For a 3-noded triangle, this is not an issue, as all three vertices of the triangle are always co-planar, thus a transformation into a 2D element an be found, as shown here: Finding Shape Functions for a Triangle in 3D coordinate space .

However if mid-nodes are added, they might not necessarily be co-planar with the other vertices anymore, thus I would believe no such transformation can be used.

Is there a special transformation to do this? Do I have to calculate the shape functions and Jacobian for the 3D case on my own or do I maybe need to resort to the shape functions of a 10-noded tetrahedron and integrate over the surfaces?

Edit: I tried to calculate the 3D Variant of the Jacobian on my own, but I do not get to the desired results.

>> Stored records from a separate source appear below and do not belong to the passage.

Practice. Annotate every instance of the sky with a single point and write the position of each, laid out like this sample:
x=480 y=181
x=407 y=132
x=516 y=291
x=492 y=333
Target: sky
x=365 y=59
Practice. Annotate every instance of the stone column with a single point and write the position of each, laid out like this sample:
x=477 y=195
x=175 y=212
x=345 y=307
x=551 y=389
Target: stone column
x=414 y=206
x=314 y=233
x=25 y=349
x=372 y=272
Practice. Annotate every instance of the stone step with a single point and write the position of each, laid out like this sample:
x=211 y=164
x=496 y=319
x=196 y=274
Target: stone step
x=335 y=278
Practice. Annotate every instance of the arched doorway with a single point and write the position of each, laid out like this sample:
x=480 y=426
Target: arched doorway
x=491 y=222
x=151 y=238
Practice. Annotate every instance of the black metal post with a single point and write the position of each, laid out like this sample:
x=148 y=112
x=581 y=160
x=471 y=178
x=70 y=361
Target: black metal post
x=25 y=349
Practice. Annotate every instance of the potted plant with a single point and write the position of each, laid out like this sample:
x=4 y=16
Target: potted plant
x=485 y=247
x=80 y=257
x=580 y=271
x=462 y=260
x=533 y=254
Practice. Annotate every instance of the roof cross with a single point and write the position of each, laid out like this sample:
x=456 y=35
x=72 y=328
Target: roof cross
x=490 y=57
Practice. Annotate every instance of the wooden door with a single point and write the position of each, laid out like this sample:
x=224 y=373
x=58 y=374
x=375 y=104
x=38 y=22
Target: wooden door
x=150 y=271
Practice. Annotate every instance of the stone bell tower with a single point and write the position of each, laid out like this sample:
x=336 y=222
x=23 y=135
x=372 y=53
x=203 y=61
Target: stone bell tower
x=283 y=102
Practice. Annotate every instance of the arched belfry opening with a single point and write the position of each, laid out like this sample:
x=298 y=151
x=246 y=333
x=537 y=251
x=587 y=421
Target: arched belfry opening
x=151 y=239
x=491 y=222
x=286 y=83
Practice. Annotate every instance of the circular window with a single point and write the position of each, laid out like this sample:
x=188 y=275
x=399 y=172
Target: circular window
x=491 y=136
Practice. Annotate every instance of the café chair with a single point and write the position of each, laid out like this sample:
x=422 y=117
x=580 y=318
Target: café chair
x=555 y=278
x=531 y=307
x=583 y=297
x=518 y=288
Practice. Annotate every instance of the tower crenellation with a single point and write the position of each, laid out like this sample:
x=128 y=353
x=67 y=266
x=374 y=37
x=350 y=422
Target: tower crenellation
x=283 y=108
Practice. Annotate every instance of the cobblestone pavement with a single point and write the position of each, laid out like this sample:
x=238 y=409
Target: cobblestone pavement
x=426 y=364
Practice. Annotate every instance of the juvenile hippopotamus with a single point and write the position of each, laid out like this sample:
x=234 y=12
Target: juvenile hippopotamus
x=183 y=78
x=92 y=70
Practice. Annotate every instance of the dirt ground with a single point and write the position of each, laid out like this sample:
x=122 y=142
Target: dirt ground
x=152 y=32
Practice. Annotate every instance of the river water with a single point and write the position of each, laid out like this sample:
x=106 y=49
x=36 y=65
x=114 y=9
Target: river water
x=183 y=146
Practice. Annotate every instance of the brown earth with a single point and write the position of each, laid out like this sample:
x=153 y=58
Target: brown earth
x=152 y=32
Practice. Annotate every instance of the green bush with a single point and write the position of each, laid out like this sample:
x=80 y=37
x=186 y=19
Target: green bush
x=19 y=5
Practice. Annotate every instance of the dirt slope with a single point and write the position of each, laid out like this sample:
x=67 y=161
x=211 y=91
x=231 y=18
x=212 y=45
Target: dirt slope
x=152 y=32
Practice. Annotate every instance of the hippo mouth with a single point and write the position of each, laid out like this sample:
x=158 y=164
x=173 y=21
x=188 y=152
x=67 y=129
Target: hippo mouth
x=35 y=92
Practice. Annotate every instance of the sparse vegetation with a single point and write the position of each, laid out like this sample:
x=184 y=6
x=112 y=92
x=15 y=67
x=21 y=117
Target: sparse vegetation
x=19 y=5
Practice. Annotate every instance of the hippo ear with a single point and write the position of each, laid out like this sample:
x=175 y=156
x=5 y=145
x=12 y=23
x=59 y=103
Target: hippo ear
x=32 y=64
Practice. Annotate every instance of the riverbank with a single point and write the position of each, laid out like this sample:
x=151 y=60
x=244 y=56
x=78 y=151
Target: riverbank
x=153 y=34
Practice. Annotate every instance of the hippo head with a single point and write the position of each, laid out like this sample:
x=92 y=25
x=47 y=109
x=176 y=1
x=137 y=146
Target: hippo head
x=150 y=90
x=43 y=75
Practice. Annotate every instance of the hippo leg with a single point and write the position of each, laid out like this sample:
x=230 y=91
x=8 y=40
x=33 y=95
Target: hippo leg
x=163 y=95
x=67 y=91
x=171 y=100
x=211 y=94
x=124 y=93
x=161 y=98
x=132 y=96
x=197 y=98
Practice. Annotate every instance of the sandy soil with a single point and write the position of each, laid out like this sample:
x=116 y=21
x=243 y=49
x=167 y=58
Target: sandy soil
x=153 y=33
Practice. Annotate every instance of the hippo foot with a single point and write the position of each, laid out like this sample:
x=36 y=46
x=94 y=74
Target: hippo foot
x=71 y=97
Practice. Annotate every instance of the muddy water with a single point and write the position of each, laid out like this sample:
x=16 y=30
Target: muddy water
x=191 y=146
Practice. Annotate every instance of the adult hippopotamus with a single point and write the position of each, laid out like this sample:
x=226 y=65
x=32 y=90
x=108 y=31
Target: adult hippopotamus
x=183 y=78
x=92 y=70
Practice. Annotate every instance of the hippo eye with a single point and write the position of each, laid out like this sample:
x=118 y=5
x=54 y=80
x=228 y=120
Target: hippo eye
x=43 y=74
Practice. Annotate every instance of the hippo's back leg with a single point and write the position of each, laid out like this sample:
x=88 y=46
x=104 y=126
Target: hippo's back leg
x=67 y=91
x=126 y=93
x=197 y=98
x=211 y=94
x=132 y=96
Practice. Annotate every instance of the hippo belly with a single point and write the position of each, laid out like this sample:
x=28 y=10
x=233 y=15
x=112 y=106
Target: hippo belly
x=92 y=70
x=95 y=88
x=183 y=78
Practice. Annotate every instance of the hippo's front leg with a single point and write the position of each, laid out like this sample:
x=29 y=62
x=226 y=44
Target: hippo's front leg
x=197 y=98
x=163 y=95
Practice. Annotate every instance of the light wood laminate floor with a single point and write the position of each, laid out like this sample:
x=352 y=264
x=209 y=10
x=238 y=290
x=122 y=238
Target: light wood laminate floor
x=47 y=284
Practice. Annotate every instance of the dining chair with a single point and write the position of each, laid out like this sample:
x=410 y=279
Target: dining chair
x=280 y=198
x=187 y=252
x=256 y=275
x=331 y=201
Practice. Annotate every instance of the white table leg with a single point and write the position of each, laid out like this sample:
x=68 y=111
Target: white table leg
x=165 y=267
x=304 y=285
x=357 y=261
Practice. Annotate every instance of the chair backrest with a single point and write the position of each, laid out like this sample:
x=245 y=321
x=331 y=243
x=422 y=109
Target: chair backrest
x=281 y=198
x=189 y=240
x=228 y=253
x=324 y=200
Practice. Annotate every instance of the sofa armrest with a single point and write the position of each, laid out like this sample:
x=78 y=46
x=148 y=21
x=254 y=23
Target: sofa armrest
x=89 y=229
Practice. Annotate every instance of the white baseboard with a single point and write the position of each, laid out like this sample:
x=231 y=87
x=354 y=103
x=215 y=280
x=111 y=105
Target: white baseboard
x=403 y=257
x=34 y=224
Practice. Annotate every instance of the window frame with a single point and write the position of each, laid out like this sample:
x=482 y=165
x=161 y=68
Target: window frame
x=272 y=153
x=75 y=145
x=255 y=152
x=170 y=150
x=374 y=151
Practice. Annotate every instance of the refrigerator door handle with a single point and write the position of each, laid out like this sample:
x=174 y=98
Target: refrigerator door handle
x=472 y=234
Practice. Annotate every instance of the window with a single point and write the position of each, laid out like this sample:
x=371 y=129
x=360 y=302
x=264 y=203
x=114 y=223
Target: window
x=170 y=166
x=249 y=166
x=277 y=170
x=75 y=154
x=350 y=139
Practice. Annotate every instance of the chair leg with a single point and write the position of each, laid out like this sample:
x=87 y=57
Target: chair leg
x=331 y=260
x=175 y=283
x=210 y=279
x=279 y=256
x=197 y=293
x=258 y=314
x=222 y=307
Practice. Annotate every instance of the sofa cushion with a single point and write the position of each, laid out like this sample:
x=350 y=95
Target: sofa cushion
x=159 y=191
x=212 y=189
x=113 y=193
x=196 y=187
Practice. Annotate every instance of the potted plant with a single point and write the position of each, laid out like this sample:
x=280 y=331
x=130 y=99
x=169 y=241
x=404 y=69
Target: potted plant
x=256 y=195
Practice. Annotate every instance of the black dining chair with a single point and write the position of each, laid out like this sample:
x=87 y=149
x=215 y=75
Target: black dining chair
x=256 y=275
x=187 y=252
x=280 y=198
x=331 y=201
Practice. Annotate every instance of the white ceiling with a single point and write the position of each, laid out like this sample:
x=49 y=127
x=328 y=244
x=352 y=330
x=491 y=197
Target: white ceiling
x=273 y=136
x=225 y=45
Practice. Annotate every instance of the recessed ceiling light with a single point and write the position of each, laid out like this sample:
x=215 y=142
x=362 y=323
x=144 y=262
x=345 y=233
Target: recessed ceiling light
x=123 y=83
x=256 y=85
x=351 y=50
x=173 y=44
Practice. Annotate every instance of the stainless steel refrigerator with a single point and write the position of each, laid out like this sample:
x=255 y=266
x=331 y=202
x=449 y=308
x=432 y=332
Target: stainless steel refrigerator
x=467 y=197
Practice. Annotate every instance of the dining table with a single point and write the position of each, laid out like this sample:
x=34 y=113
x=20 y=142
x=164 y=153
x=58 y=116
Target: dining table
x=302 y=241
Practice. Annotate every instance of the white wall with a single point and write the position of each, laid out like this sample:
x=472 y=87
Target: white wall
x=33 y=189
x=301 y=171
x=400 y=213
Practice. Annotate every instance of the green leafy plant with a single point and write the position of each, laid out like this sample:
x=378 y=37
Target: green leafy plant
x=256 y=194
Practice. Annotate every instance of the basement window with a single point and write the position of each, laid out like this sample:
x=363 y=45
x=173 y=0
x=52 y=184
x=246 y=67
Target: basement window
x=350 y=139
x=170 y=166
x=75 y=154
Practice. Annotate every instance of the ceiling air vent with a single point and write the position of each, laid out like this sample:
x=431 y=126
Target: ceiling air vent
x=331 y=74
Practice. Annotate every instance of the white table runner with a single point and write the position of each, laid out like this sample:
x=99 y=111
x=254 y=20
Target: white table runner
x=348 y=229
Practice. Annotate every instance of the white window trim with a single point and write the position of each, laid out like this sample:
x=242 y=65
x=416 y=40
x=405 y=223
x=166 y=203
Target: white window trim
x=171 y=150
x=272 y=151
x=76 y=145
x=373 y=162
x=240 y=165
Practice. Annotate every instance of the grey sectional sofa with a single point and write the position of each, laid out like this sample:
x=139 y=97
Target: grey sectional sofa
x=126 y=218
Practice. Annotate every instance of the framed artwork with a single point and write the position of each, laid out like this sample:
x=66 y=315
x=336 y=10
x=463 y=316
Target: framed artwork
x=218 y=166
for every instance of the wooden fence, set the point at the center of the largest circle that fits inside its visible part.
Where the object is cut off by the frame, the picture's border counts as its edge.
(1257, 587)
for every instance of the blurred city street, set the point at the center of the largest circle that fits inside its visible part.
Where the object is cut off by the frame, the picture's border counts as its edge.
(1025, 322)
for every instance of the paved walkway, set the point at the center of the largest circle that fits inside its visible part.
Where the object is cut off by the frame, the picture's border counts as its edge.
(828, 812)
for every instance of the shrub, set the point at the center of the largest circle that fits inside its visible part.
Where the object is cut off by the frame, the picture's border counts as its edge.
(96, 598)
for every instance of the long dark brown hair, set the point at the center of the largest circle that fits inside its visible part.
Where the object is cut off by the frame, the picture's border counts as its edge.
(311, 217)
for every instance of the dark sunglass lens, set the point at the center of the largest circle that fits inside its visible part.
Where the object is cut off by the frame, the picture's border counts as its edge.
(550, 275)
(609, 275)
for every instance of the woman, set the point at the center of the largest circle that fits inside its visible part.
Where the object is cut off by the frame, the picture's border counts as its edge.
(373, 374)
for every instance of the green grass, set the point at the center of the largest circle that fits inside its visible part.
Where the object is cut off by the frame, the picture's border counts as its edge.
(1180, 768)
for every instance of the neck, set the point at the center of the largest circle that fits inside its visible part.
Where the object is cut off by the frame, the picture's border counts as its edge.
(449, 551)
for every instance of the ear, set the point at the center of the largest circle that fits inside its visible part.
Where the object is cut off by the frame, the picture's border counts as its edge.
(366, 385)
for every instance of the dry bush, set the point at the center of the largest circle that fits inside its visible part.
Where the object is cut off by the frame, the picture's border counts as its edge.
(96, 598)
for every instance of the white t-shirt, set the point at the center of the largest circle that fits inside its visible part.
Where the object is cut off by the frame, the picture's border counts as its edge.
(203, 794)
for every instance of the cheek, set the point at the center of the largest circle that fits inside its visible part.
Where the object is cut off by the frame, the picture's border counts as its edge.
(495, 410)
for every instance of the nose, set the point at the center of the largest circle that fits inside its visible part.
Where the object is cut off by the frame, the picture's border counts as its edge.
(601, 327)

I assumed the following shape functions: $N_1 = \zeta_1(2\zeta_1 - 1)$ $N_2 = \zeta_2(2\zeta_2 - 1)$ $N_3 = \zeta_3(2\zeta_3 - 1)$ $N_4=4\zeta_1\zeta_2$ $N_5=4\zeta_2\zeta_3$ $N_6=4\zeta_3\zeta_1$.

Then I created the partial derivatives w.r.t. the natural coordinates, which gets me the following matrix:

$$\nabla\mathbf{N} = \left(\begin{array}{cccccc} 4 \zeta _1-1 & 0 & 0 & 4 \zeta _2 & 0 & 4 \zeta _3 \\ 0 & 4 \zeta _2-1 & 0 & 4 \zeta _1 & 4 \zeta _3 & 0 \\ 0 & 0 & 4 \zeta _3-1 & 0 & 4 \zeta _2 & 4 \zeta _1 \\ \end{array} \right)$$

I assume the Jacobian matrix can then be calculated as $\mathbf{J}=\nabla\mathbf{N}\cdot\mathbf{X}$, where $\mathbf{X}$ is the vector of node coordinates: $$\mathbf{J}=4\left( \begin{array}{ccc} \left(\zeta _1-\frac{1}{4}\right) x_1+\zeta _2 x_4+\zeta _3 x_6 & \left(\zeta _1-\frac{1}{4}\right) y_1+\zeta _2 y_4+\zeta _3 y_6 & \left(\zeta _1-\frac{1}{4}\right) z_1+\zeta _2 z_4+\zeta _3 z_6 \\ \zeta _1 x_4+\left(\zeta _2-\frac{1}{4}\right) x_2+\zeta _3 x_5 & \zeta _1 y_4+\left(\zeta _2-\frac{1}{4}\right) y_2+\zeta _3 y_5 & \zeta _1 z_4+\left(\zeta _2-\frac{1}{4}\right) z_2+\zeta _3 z_5 \\ \zeta _1 x_6+\zeta _2 x_5+\left(\zeta _3-\frac{1}{4}\right) x_3 & \zeta _1 y_6+\zeta _2 y_5+\left(\zeta _3-\frac{1}{4}\right) y_3 & \zeta _1 z_6+\zeta _2 z_5+\left(\zeta _3-\frac{1}{4}\right) z_3 \\ \end{array} \right)$$

The area of the triangle should then be given as $\frac{1}{2}\mathrm{det}(\mathbf{J})$ evaluated at $\zeta_1=\zeta_2=\zeta_3=\frac{1}{3}$, using single point Gauss quadrature. However, for my test cases this does not work out...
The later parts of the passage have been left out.